For most of my time there, which started at 5:30 am on Friday and ended about noon on Sunday, I was a “runner,” charged with the compassionate handover of each patient from their current station to their next. My cherished friend John and I were taking dental triage patients to hygiene, fillings, or extraction stations, then passing them on to the next person for their care.

It was the brief walk I took with each patient that I remember most. I would ask their name and give them mine, shake their hand, and look into each pair of eyes. Most smiled as I said I was here for the first time, then asked if this was their first time. Some were returnees who come annually for this, the only possibility for their care; others were first-timers, like John and me.

“I’ve been blown away with what I’m seeing happen here,” I’d say, my heart filled with emotion. Most responded with an enthusiastic, “Yes, it’s wonderful what people are doing for us here,” then look at me and say, “Thank you.”

Tears well as I remember saying softly, “Please know it’s an honor for me to be here.”

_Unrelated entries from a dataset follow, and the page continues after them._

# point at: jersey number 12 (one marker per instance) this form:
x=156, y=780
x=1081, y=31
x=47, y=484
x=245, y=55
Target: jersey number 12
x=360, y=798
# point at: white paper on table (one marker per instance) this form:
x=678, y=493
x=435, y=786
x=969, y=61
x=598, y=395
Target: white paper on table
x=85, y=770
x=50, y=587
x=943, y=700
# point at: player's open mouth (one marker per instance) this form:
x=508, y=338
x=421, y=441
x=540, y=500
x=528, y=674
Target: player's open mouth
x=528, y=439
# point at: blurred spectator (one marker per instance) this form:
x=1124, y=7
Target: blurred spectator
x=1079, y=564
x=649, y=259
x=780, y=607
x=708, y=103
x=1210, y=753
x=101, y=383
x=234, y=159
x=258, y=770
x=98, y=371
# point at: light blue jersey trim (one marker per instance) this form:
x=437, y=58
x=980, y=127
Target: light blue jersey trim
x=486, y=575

John and I didn’t know what to expect when we decided we would go. We just wanted to go. Now, in hindsight, we are still awed by certain memories, like the young, very pregnant mother of four, there to get her decayed-to-the-gumline teeth removed. She’d traveled here, then made an unexpected visit to the hospital when she thought her water had broken. Fortunately it hadn’t for, if she’d been admitted to the hospital, she would have needed to wait until next year for her much-needed care.

I remember so many faces and stories. Nor will I soon forget hearing RAMs founder, Stan Brock, tell us us the night before the event opened that he hoped one day the people in our country would not need these services so he could take RAM to more third-world countries.

It will take time for me to emotionally process what happened last weekend. Yet what was so unexpected and welcomed, was the deepest sense of us all being one large group of humanity—those who gave and those who received—and how we each gave overt as well as silent, unspoken gifts to each other.

There was also the humbling reminder that how, in the flash of a moment in time or fate, we could all so easily change places.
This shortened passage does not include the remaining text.